Es necesario mostrar al mercado que se está dispuesto criminalizar la protesta laboral. Para ello suponen que el artículo 14 de la Constitución Nacional, que garantiza el derecho al trabajo y el 14 bis que hace lo propio con la organización sindical, deben estar supeditados al 17, que hace referencia a la inviolabilidad de la propiedad privada.

La primer conclusión a la que llegamos es que la «troika» que conduce a la CGT, y particularmente, Rodolfo Daer, deben dar explicaciones de su silencio de esta flexibilización «manu militari», como así también por la vergonzante convocatoria para el 28 de julio a una reunión para elaborar un documento y plantear como medida de fuerza, para cuestionar este avance sobre los derechos de los trabajadores, una movilización el 22 de agosto (parece que tienen miedo que si los trabajadores ganan la calle van a vivar a Cristina).

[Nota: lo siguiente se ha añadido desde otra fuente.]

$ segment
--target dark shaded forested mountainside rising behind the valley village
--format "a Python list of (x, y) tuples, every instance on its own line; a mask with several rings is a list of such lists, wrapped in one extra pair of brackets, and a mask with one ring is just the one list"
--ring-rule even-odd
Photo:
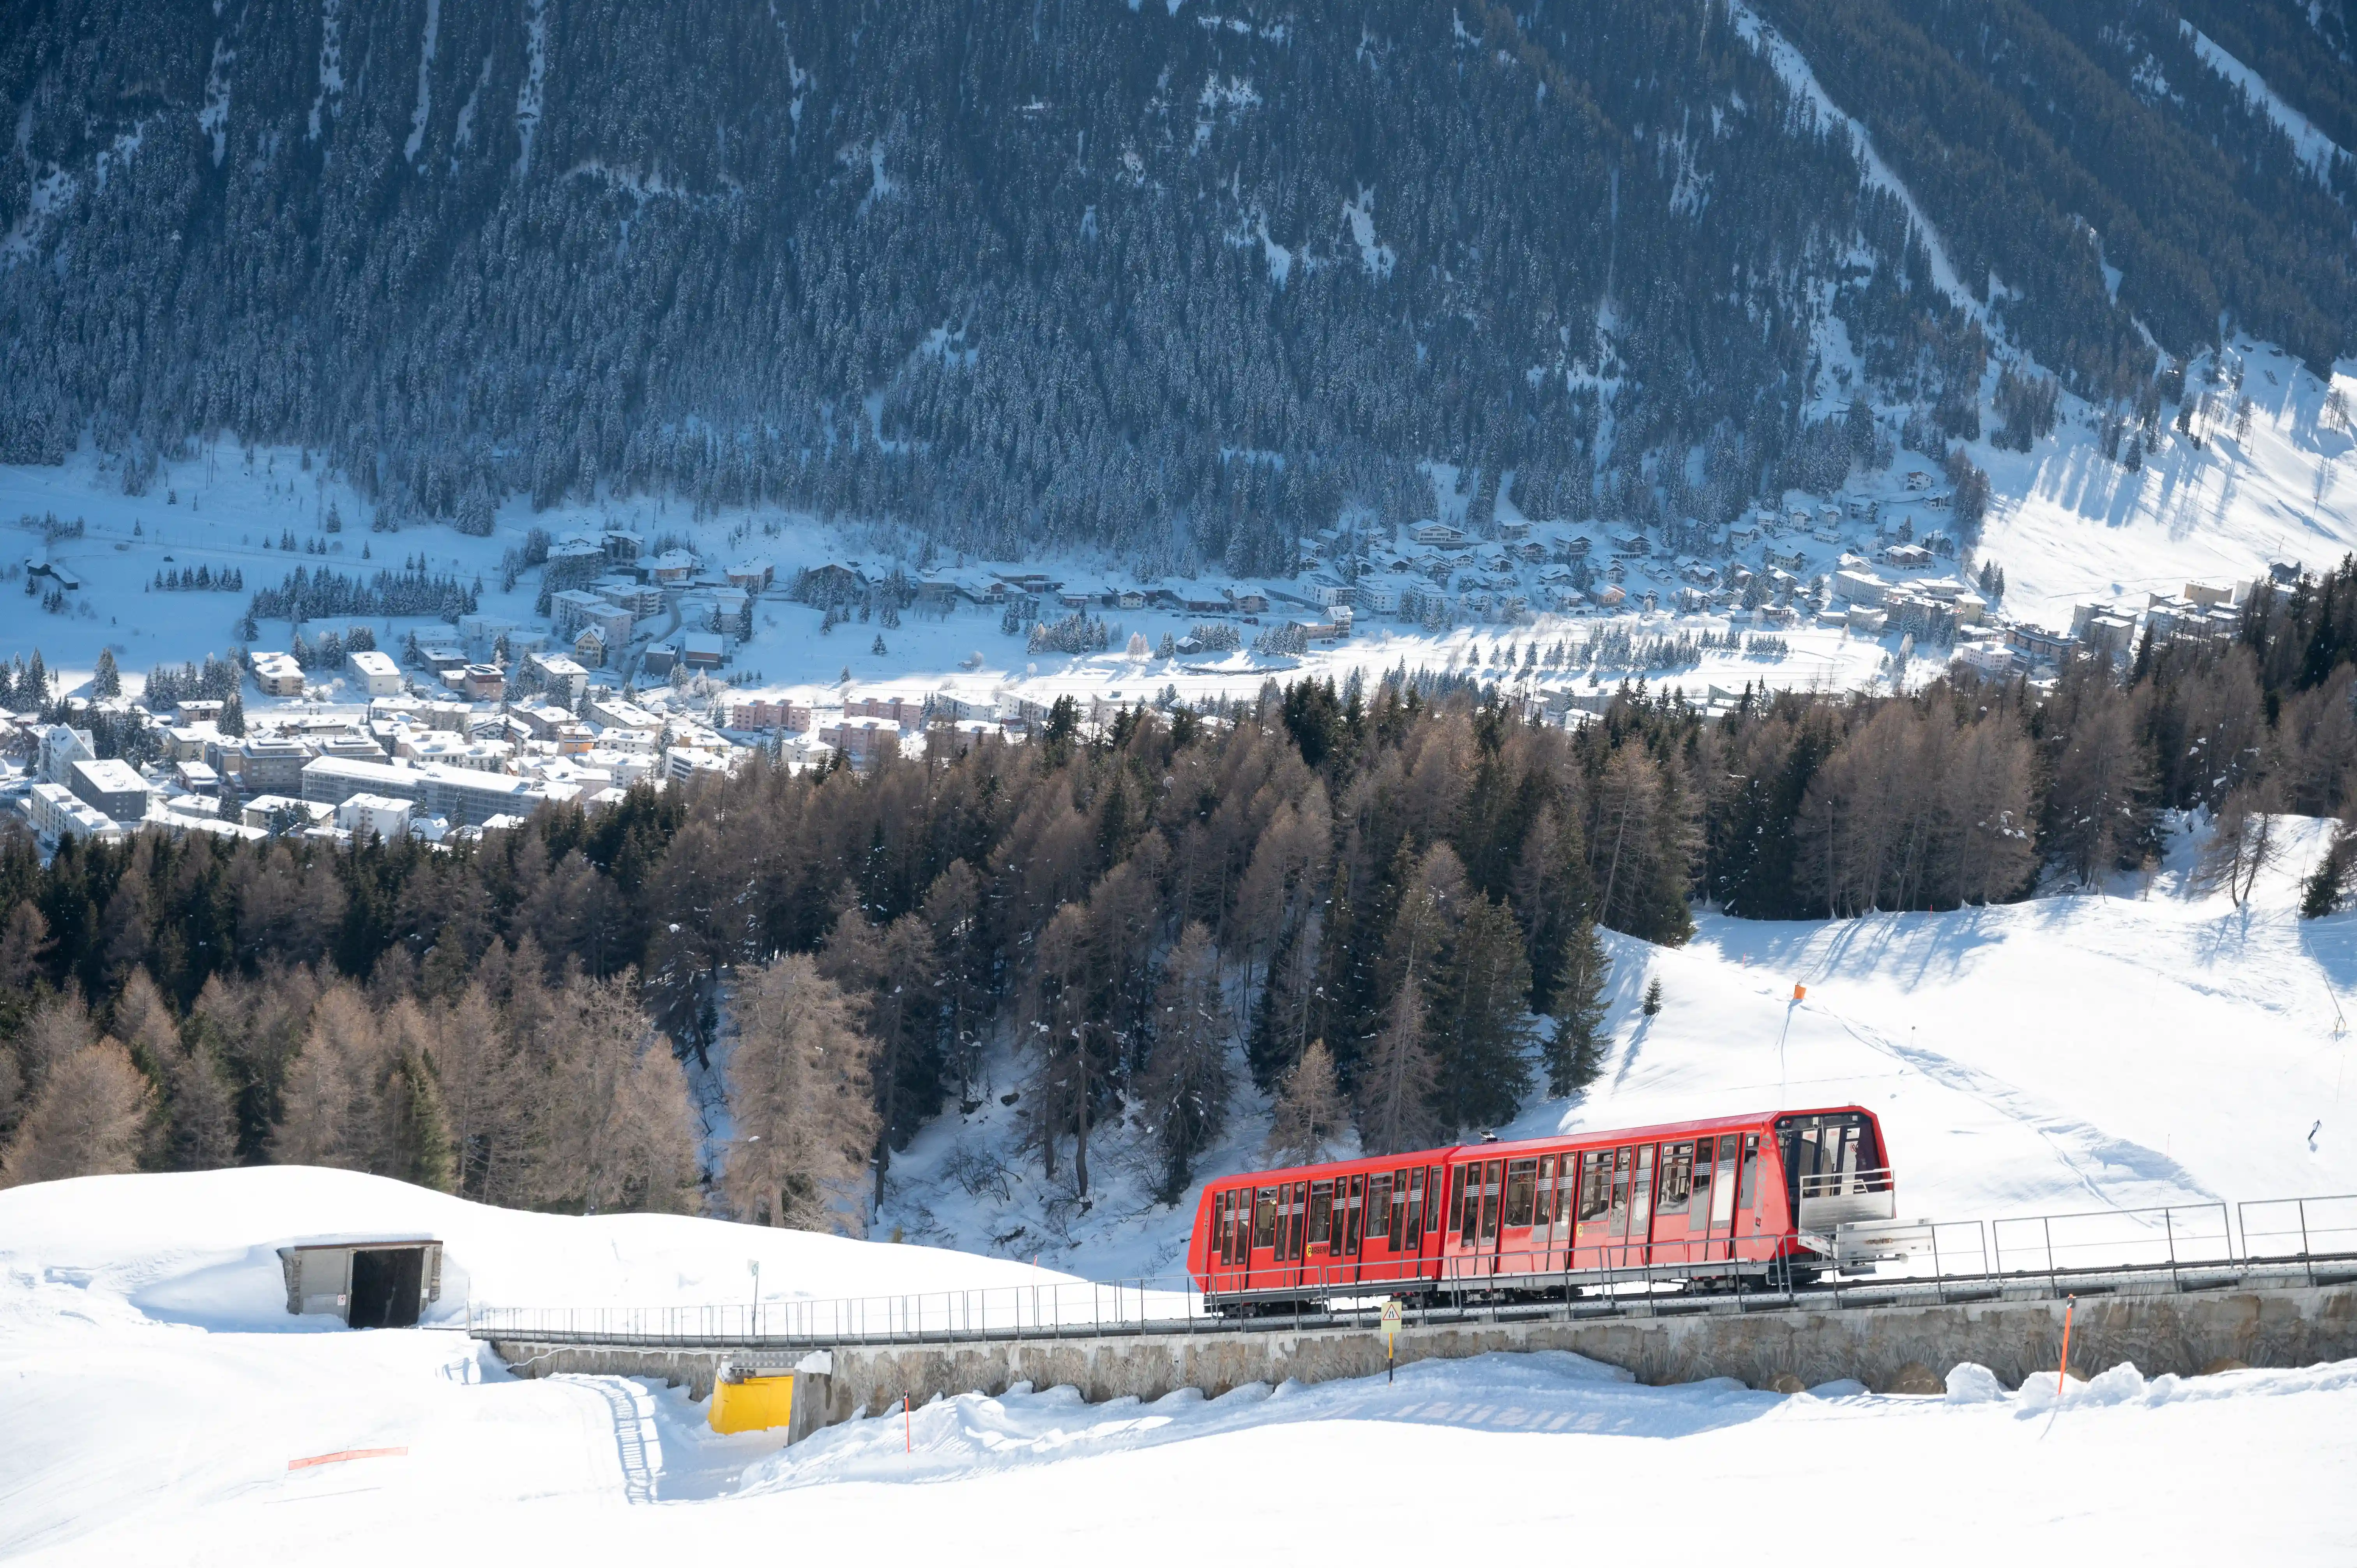
[(2180, 19), (2357, 141), (2345, 2), (9, 0), (0, 460), (1228, 571), (1431, 460), (1716, 523), (1853, 398), (1978, 436), (1992, 330), (2114, 415), (2230, 328), (2357, 351), (2350, 165)]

La segunda conclusión es que, el poder de Macri y los CEO’s no surge de una construcción política que expresa sectores sociales sino de un grupo concentrado de poder que, la voz popular, lo sintetizó en «los ricos». Por eso no le importa apalear trabajadores que han quedado desocupados, quitarles las pensiones a los discapacitados, a las viudas, buscar eliminar la obligatoriedad de la vacunación a los pibes.
No hay «duranbarba» que aguante la imagen de 8 cuadras de cola durante horas para comprar alimentos con descuentos porque no alcanza la plata.

Lo único que los puede frenar es el triunfo rotundo de la única oposición real, aquella que con la “Unidad Ciudadana” encabeza Cristina Fernández de Kirchner y como dice el tango, el resto es puro cuento.